I'd be surprised if your PSU was the problem because if a card draws more than a PSU can provide, it results in a power-off system reset.
I say this from experience. When I bought my first RX 5700 XT, it was an XFX Triple-Dissipation model. I was getting power-off resets during gaming and had no idea why because I knew that driver crashes don't cause the PC to reset. When I put my old Sapphire R9 Fury Nitro+ back in, all instability disappeared (I was still using the same driver installation). I sent the card back to XFX and they replaced it with a THICC-III model. I immediately noticed when I was installing it that the auxilliary PCIe power connectors were different. Where the Triple-Dissipation card had an 8+6-pin connector design, the THICC-III had 8+8. It dawned on me that my first 5700 XT was probably trying to pull more power than the 8+6-pin configuration could provide but not more than 8+8 could. My PSU was the same EVGA 1000 G2 Supernova 1kW PSU that I currently use today with my RX 7900 XTX so I knew that there was plenty of power on tap.
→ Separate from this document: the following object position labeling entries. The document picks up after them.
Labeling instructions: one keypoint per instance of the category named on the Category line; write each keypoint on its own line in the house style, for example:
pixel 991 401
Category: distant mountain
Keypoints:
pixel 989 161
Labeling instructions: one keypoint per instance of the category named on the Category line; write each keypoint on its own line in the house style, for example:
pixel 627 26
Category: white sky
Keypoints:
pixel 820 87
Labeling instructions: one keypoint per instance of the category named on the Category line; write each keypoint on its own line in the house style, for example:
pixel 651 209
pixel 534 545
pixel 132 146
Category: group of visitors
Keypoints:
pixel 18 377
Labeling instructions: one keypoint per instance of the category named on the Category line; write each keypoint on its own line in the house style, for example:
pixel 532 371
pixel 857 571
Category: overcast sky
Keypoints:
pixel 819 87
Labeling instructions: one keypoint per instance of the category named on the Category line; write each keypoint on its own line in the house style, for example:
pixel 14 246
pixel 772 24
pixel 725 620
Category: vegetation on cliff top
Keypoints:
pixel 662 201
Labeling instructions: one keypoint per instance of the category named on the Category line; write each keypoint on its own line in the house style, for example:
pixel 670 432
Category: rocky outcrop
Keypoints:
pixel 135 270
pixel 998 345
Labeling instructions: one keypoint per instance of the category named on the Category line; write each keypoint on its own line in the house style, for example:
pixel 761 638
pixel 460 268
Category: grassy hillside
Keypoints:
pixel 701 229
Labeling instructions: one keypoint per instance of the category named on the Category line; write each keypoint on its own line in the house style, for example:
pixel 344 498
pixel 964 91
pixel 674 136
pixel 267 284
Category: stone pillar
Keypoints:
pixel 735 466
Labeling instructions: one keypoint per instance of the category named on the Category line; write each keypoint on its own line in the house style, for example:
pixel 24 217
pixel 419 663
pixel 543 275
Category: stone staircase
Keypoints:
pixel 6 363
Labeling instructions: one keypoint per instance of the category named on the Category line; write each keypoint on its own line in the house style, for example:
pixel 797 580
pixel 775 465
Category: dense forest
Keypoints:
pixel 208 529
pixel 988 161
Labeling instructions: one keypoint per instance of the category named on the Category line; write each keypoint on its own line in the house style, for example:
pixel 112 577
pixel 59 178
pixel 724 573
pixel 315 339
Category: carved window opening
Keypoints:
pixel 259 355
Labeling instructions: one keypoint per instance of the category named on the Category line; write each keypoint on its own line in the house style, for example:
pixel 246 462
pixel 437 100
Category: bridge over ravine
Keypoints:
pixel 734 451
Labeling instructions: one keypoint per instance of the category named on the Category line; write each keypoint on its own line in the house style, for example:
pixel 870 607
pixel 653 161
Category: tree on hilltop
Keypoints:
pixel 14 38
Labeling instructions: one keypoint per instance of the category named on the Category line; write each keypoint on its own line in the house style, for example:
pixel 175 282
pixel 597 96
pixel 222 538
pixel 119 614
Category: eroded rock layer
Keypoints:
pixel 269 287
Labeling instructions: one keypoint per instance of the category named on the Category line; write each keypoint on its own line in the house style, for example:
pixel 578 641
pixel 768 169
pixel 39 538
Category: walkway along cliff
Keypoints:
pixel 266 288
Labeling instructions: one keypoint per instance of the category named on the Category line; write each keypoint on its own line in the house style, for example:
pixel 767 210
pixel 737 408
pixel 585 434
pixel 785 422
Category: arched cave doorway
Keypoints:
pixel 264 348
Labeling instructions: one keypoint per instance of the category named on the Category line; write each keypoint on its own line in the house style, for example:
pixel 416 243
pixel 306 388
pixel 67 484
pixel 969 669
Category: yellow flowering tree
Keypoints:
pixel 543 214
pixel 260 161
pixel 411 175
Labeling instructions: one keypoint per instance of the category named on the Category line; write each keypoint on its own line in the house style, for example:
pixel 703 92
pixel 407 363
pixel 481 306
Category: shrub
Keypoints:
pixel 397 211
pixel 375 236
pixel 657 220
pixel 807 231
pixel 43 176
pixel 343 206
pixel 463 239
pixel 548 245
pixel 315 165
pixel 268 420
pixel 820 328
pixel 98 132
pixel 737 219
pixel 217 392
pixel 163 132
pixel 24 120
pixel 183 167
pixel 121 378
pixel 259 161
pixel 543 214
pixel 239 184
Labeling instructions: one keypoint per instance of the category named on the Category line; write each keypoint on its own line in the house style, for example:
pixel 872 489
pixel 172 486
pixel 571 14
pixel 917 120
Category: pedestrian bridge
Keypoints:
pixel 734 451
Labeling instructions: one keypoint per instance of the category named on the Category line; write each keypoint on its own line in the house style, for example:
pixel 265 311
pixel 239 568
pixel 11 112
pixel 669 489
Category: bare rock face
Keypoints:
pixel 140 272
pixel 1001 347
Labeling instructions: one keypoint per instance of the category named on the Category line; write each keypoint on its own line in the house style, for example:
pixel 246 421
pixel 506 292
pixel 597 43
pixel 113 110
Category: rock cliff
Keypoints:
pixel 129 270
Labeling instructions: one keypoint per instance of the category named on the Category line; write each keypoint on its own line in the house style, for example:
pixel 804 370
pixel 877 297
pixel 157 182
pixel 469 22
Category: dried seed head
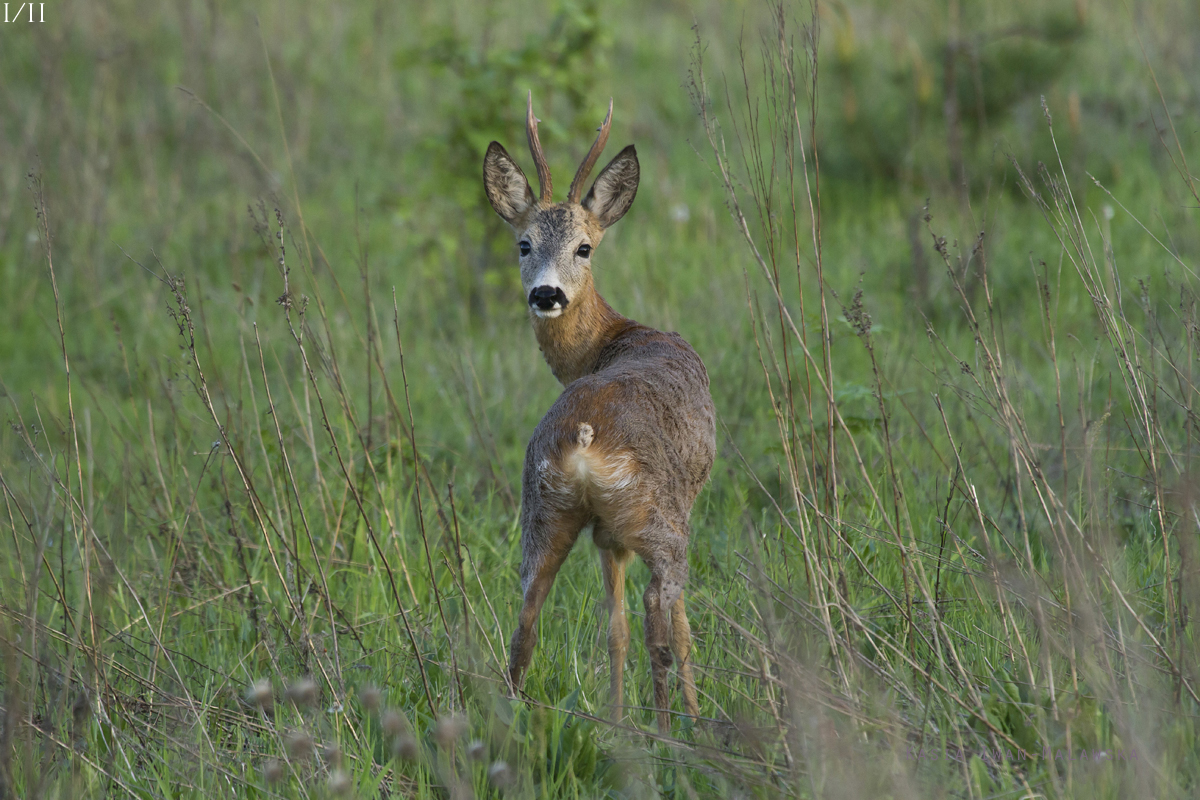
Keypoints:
pixel 333 756
pixel 449 729
pixel 305 692
pixel 273 770
pixel 259 695
pixel 394 722
pixel 499 774
pixel 300 744
pixel 371 698
pixel 406 749
pixel 339 782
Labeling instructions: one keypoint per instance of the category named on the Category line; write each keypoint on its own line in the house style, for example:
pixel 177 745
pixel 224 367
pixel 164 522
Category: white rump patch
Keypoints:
pixel 585 435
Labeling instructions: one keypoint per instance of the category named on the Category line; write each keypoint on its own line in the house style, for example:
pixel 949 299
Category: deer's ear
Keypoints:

I honestly think that your card is probably worn-out. I remember that RDNA1 was very effective at mining Ethereum. Mining doesn't really wear GPUs out as long as they were properly taken care of. Unfortunately, a lot of the time, this was not the case. So, you might have purchased an ex-mining card that wasn't taken properly taken care of. I hope that it's not the case but your results tell me that the card is probably dying.